I utilized a network of trainers, cyclist friends, physical therapists and even African cycling experts to teach me and train me. I crowd sourced what I couldn’t learn first hand and sought out those expert in a sport which was new to me. Friends helped me frame my goals and keep things in perspective. They also reminded me that while slacking or giving in to fear were not options, compassion was imperative.

And the day finally came when I found myself unboxing my now beloved Specialized Diverge beside the Zambezi River as vervet monkeys made off with my sunscreen. I felt nervous excitement, but also a calm knowledge that I had done all I could. I would not be the best cyclist or the fastest, but I would get the job done. And I would be kind to myself because I had held space for this project and now it was time to enjoy it, whatever that meant. It was surreal to finally see the places I had stared at on my living room map for months.

I rode out of camp the first morning in the cool of the African dawn, a grin on my face, Mosi Ao Tunya’s smoke in the air (Victoria Falls) at our backs. We traveled the still empty streets of Livingstone, the quiet start of the 1000 mile leg of the journey. Although for many of the cyclists this was leg 4. Our goal that day was the ferry at the border crossing between Zambia and Botswana near the Chobe.

Nothing else existed outside of the journey. Days were spent looking for wildlife, cycling past families of elephants-trunk lifted like periscopes to smell us as we rode by. Nights falling asleep, worn but satisfied in a way I have never felt, camped under the brilliant southern starry skies. Day 1 was the first time I rode 60 miles, Day 2 the first time I rode 94 miles. And I rode my first Century across the Makgadikgadi Salt Pans of Botswana. The afternoon heat turned distant cyclists to floating mirages hovering above the road.

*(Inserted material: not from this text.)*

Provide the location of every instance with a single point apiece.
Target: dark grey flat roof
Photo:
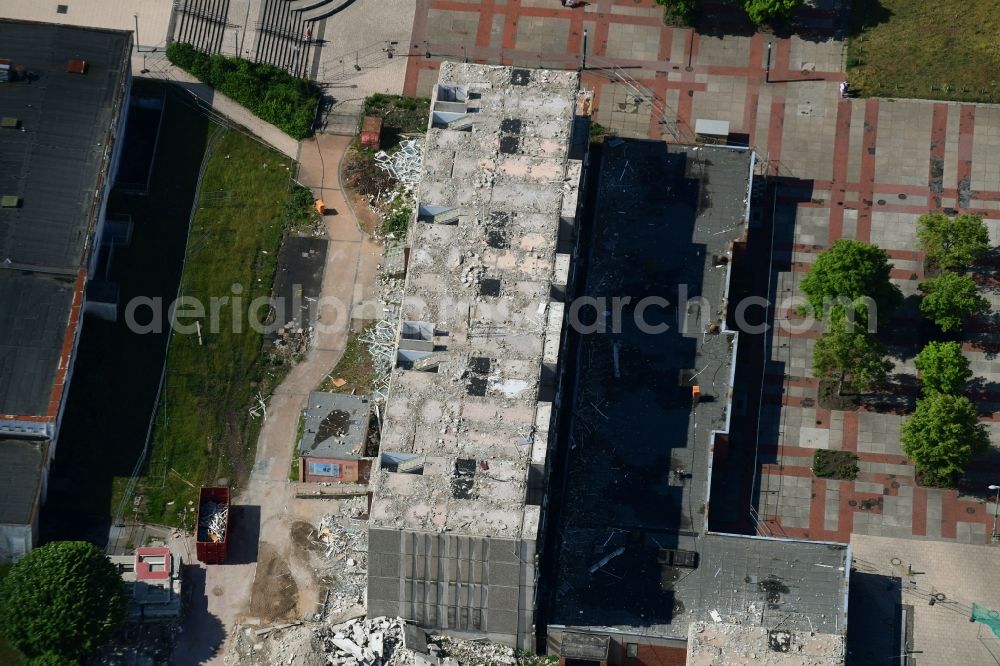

We gave way to warthogs, impala, wild horses, and other wildlife we couldn't always name, along the way. Birds in particular were a mystery with beautiful rainbows of kingfishers and dark, eerie vultures.

Conversations with new best friends passed painful hours under the blazing afternoon sun. This was when saddle blisters became unbearable, so we told stories to distract each other. Counted wildlife seen, anything to distract from the torn flesh. Sunsets in the Kalahari Desert were an intense wash of color and darkness set in almost instantly as if a switch had been turned off. One night when we wild camped under a Baobab a local group of singers driving though came and sang to the spirit of the ancient tree. And we stood with them in the harsh beautiful Botswanan bush, absorbing the magic of it all. And each morning we began it all again, sometimes limping, sometimes sick, generally filthy, but more often than not smiling.

There are so many moments I never would have experienced if I hadn’t had the audacity to take on something well beyond my comfort zone. An adventure with the potential for huge failure has so many gifts, beyond the all to short trip itself. Your audacious adventure will be different than mine. Go find yours, and let me know what it is. I’m looking for my next one! And the one after that. I left the crew in Windhoek with great sadness, but I know there are many more adventures to come.